Re: Interesting analysis of linux kernel threading by IBM

From: Davide Libenzi (dlibenzi@maticad.it)
Date: Fri Jan 21 2000 - 19:40:02 EST

  • Next message: Perry The Cynic: "Re: Select and UDP problems"

    On Fri, 21 Jan 2000, Larry McVoy wrote:
    > Rendering is what we call an embarrassingly parallel application.
    > In other words, very, very coarse grained parallelism works great for
    > this, in fact, it works orders of magnitude better than what you descibed.
    > Talk to Disney, Pixar, ILM, RFX - all of whom are heavily into this space,
    > all of whom I've visited personally to talk about their computing needs,
    > and all of whom use farms of uniprocessors for rendering. There are
    > a bunch of other ones too, Digital Design, Pacific something (used to be
    > Walnut Creek now are in Palo Alto), etc. All the production and post
    > production digital houses know that farms of machines that share nothing
    > but a network are the highest performance and least cost way to do
    > rendering.

    Are You saying that N processes that run in N uniprocessor systems
    echanging data through network perform better than a single SMP N way system
    echanging data in memory due to the cache effects ( given the same
    software architecture ) ?

    > If you suggested a multithreaded application to do that to any of those
    > guys in a job interview, and stuck to your opinion that it was a good
    > idea, my predicition is that you would be standing on the street wondering
    > what happened in less than 5 minutes. Those people are doing hard work
    > on short schedules and and really don't have time to waste.

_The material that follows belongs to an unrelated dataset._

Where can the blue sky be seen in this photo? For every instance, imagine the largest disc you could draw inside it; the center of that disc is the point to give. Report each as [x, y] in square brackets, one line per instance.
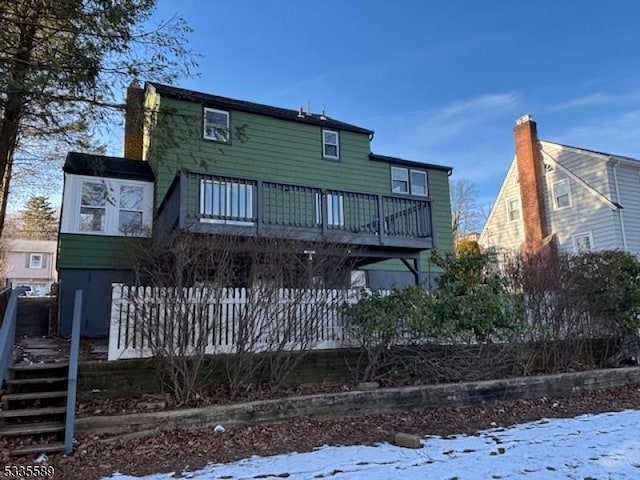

    I've not the luckiness You've to meet so interesting peoples so I can't figure
    out what they can say me.

    > I am starting to wonder if you've ever coded up an application both ways
    > and tested it. If you had tried the rendering model that you suggested
    > and then tried the same thing all in one process, I believe that your
    > way would show dramatically lower performance. It's been shown that
    > while the model of fine grained parallelism, especially in data parallel
    > applications like what you are talking about, while that model can be
    > supported, the cache effects of doing so on an SMP dramatically _REDUCE_
    > the performance. It's always been seen that you are better off to divide
    > up the data, do all the different transformations to a chunk of data by
    > one process on one processor in one cache, rather than by spreading the
    > same data over a bunch of caches. In fact, all the research in parallel
    > applications boils down to ``how much can you divide up the data''.
    > If there is so much focus on that, all of it performance related, why
    > is it that you believe something that certainly seems to fly the face
    > of both theory and practice?

    The rendering pipeline ( as the keyword state ) in an highly parallel
    environment in which a subsystem takes one type of data, transform it in a new
    kind of data, and pass the result to the next subsystem. This is true for a
    scanline renderer ( using shadow maps and environment mapping ) not for a
    raytracer. In this environment I'll espect ( You're right I've only coded
    single thread renderers ) that if I decompose the pipeline into N steps and
    I've an N way SMP system I'll get good performance. Where good does not mean
    TotalTime / N , but a time :

    (TotalTime / N) < T << TotalTime

    If even an highly parallel job like a renderer cannot be well coded in SMP,
    what we keep it for ?

    OK, probably the solution You push is clusters of SMPs.

    But recalling what I've asked You in head of this message, given a cluster of
    N computers having an M way SMP system and exchanging data through an
    ethernet, have You measured that ( cost apart ) a single M x N SMP system will
    perform ( scale ) less than the cluster ?
    I can't believe that cache effects are bigger that ethernet bottleneck.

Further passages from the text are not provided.